The Graph Engine
The graph engine is the most performance-critical component in Ripple. It manages the incremental computation graph, tracks dirty nodes, and executes the stabilization algorithm. This page covers the three key mechanisms: the dirty heap, height-ordered propagation, and cutoff optimization.
Architecture
┌──────────────────────────────────────────────────────┐
│ Graph │
│ │
│ ┌──────────────────────┐ ┌──────────────────────┐ │
│ │ nodes : node array │ │ dirty_heap : Heap.t │ │
│ │ (contiguous memory)│ │ (min-heap by height)│ │
│ └──────────────────────┘ └──────────────────────┘ │
│ │
│ node_count : int │
│ last_recompute_count : int │
│ last_stabilization_ns : Int63.t │
│ now : unit -> Time_ns.t │
│ output_infos : (int, output_info) Hashtbl.t │
└──────────────────────────────────────────────────────┘
Nodes are stored in a flat array for cache locality.
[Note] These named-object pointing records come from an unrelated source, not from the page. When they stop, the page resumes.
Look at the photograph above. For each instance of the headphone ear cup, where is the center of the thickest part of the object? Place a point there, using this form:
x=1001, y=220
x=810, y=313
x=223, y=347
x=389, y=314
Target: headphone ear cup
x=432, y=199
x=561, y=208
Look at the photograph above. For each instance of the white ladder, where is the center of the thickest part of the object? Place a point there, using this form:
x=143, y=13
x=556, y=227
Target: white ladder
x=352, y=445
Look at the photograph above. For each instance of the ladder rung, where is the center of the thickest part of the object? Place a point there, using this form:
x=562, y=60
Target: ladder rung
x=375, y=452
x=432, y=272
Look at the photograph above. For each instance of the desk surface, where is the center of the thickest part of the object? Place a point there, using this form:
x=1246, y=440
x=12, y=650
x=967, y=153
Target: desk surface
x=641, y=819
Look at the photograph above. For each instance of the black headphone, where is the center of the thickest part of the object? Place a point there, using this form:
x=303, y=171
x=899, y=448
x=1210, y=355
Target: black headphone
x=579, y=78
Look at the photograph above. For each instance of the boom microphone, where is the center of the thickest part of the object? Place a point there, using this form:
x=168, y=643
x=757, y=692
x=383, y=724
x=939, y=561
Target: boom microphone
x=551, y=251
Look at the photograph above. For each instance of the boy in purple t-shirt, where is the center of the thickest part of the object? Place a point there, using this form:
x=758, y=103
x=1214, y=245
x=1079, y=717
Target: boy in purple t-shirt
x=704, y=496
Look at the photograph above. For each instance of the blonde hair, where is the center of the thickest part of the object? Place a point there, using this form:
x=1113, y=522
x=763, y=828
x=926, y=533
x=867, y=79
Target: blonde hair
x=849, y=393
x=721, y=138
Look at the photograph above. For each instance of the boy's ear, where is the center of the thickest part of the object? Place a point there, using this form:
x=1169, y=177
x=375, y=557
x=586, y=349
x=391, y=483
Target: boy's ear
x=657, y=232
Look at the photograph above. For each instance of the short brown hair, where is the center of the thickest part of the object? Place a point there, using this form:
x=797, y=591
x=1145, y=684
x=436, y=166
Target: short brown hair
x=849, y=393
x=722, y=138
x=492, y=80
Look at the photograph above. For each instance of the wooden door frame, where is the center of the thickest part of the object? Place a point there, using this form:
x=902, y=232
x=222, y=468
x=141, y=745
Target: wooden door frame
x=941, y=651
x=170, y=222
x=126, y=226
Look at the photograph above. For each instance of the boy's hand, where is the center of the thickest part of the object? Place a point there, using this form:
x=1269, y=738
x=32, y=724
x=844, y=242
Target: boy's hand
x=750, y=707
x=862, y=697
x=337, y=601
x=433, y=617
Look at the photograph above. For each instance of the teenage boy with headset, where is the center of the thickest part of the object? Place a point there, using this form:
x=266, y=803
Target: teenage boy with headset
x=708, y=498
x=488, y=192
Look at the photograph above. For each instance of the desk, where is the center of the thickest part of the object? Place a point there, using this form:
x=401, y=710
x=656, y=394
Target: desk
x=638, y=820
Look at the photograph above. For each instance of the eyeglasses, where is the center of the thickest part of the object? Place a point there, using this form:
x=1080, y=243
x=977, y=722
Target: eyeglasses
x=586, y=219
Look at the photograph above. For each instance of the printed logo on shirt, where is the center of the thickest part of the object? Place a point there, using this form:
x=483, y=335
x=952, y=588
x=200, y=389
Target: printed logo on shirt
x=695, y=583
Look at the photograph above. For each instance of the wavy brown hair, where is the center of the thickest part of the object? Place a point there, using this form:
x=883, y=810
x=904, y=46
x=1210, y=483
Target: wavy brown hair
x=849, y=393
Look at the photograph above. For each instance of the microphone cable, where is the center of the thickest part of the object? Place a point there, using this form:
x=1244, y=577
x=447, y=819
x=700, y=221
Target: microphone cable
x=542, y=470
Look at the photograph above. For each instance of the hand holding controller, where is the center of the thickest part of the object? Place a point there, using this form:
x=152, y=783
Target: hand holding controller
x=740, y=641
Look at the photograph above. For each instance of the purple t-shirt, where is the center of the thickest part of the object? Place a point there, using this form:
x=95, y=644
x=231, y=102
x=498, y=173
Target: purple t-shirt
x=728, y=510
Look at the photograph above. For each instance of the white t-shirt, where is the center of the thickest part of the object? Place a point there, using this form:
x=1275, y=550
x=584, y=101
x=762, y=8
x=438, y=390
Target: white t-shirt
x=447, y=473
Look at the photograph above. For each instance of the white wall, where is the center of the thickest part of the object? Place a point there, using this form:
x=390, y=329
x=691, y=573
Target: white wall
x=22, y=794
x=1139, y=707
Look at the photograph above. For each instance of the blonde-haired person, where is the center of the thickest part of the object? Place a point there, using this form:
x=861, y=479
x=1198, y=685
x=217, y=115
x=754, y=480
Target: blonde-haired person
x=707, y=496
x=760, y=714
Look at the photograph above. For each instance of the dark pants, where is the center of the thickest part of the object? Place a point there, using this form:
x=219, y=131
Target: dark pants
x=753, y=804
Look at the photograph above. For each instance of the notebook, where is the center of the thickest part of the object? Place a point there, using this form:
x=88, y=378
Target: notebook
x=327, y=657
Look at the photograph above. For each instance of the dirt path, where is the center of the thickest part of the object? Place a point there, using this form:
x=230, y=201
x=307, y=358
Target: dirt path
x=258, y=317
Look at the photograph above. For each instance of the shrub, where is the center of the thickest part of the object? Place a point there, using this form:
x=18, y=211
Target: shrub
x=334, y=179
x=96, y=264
The graph grows the array by 2x when capacity is exceeded. All node access during stabilization is by integer index – no pointer chasing, no hash lookups on the hot path.
Node Types
Each node has a recompute_fn variant that determines how its value is derived:
| Variant | Parents | Complexity | Use Case |
|---|---|---|---|
Leaf | 0 | O(1) | External input |
Map | 1 | O(1) | Transform single value |
Map2 | 2 | O(1) | Combine two values |
Fold | N | O(N) | Aggregate (re-folds all) |
Incr_fold | N | O(changed) | Incremental aggregate |
The Dirty Heap
The dirty heap is an array-based binary min-heap keyed on (height, node_id). It determines the order in which dirty nodes are processed during stabilization.
Heap ordering: (height, node_id) — lexicographic
- Lower height first (process dependencies before dependents)
- Lower node_id as tiebreaker (deterministic ordering)
Implementation properties:
- Array-based: no pointer indirection, cache-friendly iteration
- Pre-allocated: capacity grows only at graph construction time, never during stabilization
- O(1) membership check:
in_heapboolean array indexed bynode_id - O(log n) push/pop: standard heap sift-up/sift-down
- Duplicate rejection:
pushchecksin_heapbefore inserting
type t =
{ mutable entries : entry array
; mutable size : int
; mutable in_heap : bool array (* O(1) membership by node_id *)
; mutable capacity : int
}
let push t ~height ~node_id =
if not t.in_heap.(node_id) then begin
t.size <- t.size + 1;
t.entries.(t.size) <- { height; node_id };
t.in_heap.(node_id) <- true;
sift_up t t.size
end
This design was chosen over a dirty-flag scan (O(N)) after benchmark B-05 proved that linear scanning is untenable at 10K+ nodes. The heap gives O(R log R) where R is the number of dirty nodes.
Stabilization Algorithm
The stabilization loop is the hot path. Here is the algorithm in pseudocode:
stabilize(graph):
recomputed = 0
changed_outputs = []
t_start = now()
while heap is not empty:
entry = heap.pop_min()
node = nodes[entry.node_id]
if not node.is_dirty:
continue // already processed via earlier propagation
node.is_dirty = false
old_value = node.value (or node.old_value for leaves)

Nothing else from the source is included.